In an email 5/19 to publishers, Google told partners in its News Archive project that it would cease accepting, scanning, and indexing microfilm and other archival material from newspapers, and was instead focusing its energies on “newer projects that help the industry, such as Google One Pass, a platform that enables publishers to sell content and subscriptions directly from their own sites.”
Google said, however, it would continue to support the existing archives it has scanned and indexed.
The Boston Phoenix, one of the papers notified, said the five-year-old News Archive project was Google’s attempt to do for old newspapers what Google Books has been attempting to do for the world’s libraries. As part of the project, newspapers opened their morgues to Google, which promised to scan, index, and host the digital files it made from the archives.
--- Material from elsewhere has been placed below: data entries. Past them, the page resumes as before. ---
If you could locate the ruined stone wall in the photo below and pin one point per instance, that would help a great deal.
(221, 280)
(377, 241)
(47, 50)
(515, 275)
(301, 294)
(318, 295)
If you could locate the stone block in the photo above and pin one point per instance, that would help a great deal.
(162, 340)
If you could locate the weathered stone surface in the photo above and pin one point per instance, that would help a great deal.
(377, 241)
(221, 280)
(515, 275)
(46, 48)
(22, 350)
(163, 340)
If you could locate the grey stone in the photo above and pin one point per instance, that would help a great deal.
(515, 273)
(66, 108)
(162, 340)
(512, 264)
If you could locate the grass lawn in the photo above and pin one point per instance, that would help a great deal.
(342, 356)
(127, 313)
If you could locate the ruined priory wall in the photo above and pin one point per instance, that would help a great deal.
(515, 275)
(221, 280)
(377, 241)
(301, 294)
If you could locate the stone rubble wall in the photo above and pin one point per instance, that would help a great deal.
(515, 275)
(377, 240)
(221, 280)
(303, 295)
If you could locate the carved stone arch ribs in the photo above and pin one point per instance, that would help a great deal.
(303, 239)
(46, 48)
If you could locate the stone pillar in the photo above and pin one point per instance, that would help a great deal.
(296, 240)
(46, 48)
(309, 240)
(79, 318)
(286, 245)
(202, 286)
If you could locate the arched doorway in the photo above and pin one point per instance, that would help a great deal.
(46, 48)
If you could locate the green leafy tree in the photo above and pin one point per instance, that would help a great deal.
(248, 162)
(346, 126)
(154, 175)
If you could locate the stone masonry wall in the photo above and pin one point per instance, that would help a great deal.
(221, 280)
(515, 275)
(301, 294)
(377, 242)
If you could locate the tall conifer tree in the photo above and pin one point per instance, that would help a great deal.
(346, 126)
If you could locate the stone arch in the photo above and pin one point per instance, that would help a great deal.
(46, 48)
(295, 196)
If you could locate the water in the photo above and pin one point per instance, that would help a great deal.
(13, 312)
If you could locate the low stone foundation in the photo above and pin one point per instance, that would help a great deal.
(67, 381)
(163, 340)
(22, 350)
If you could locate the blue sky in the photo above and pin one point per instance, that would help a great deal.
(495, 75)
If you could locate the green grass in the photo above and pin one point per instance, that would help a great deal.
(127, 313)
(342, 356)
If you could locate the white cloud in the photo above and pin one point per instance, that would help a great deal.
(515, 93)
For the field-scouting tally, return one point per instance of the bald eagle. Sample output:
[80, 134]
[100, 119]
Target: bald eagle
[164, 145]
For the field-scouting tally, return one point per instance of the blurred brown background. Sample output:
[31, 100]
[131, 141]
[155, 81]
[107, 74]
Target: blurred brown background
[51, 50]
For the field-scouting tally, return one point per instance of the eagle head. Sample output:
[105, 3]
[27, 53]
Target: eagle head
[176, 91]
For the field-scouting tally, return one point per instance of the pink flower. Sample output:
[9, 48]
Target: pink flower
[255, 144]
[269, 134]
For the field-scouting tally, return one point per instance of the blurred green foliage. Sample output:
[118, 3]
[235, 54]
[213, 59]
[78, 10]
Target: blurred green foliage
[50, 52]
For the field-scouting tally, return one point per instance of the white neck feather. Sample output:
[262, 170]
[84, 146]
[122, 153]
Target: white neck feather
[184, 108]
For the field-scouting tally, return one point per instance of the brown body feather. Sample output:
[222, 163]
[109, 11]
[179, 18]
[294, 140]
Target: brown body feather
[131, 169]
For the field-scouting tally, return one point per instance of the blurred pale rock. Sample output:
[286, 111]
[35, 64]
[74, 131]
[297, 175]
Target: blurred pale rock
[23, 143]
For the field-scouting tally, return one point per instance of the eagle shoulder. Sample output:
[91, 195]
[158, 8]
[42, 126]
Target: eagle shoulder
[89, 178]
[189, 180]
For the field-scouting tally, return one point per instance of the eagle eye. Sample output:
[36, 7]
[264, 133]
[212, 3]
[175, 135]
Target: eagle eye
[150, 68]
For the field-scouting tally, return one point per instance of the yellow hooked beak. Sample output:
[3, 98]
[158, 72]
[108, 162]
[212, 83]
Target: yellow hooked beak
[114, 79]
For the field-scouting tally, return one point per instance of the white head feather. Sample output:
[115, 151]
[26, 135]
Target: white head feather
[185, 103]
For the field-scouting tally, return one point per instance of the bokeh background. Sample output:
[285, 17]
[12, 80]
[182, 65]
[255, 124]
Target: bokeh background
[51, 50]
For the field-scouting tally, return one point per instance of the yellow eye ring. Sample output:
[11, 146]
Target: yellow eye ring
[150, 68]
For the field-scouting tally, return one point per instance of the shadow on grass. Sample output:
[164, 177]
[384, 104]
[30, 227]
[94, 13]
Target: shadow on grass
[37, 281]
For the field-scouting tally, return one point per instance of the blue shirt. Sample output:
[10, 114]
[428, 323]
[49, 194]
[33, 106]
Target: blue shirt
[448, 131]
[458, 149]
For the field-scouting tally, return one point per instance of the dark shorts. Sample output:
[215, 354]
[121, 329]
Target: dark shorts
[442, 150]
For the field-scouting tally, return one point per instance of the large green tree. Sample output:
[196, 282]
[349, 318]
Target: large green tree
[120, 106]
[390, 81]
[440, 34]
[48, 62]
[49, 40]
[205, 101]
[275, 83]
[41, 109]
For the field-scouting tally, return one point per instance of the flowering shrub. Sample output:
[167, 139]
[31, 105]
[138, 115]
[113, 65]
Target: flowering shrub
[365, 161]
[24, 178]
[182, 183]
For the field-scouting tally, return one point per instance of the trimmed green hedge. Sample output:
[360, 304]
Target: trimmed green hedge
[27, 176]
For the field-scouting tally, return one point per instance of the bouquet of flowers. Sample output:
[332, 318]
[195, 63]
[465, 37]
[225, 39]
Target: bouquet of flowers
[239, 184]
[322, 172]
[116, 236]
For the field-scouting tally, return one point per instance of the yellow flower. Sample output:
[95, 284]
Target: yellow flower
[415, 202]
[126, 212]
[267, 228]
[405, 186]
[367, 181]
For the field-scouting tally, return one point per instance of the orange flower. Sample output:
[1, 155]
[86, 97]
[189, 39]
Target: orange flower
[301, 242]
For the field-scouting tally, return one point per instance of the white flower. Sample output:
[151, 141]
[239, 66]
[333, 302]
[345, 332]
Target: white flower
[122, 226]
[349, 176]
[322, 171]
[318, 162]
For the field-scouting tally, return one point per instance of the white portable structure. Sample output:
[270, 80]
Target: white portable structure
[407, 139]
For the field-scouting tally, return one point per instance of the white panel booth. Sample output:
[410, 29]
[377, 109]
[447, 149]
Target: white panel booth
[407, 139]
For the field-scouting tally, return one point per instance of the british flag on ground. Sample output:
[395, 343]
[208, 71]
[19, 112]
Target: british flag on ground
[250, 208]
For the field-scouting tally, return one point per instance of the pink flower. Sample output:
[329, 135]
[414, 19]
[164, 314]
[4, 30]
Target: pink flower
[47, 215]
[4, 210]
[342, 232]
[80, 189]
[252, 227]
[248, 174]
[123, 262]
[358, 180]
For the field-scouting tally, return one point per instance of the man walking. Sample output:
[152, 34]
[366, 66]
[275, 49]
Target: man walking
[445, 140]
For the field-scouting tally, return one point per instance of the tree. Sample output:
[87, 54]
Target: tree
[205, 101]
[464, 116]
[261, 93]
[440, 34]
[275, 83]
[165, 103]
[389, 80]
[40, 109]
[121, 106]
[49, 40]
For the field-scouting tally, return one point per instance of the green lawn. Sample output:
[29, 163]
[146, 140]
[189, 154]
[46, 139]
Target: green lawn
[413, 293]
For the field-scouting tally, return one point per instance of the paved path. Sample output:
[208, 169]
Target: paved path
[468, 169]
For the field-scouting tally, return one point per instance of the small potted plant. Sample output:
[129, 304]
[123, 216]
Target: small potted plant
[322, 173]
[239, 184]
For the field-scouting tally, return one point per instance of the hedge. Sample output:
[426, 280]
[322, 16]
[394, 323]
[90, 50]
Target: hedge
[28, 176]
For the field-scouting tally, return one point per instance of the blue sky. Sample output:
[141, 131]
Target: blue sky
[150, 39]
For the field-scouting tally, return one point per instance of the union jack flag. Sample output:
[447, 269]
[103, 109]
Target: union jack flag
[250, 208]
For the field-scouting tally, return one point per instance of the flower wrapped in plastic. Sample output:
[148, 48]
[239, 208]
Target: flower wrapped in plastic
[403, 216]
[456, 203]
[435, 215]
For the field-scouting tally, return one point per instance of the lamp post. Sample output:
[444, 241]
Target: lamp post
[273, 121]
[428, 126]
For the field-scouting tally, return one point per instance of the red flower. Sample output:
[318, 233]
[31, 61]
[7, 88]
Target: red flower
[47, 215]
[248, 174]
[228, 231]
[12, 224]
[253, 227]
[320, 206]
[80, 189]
Google and the newspapers would then share revenue on the page views of those archives. Google says it eventually scanned 60 million pages, covering 250 years.
Some newspapers complained that Google, after quickly scanning their archives, was slow to process the scans. The Phoenix sent Google a stash of archives covering several decades, and only a fraction of those have made their way online, the paper reported.
News Archive was good newspapers — especially smaller ones who couldn’t afford the tens or hundreds of thousands of dollars it would have cost to digitally scan and index their archives. But newspapers are difficult to index, thanks to columns and jumps, which require more labor—that may have been the reason for the abandonment, along with finding ad support harder to come by than first thought.
RBR-TVBR observation: Chalk it up as a contribution to preserving large swaths of history. The original deal Google had with partner newspapers said that papers could eventually purchase Google’s digital scans of its content for a fee. That fee is now being waived–even the rights to publish them with other partners.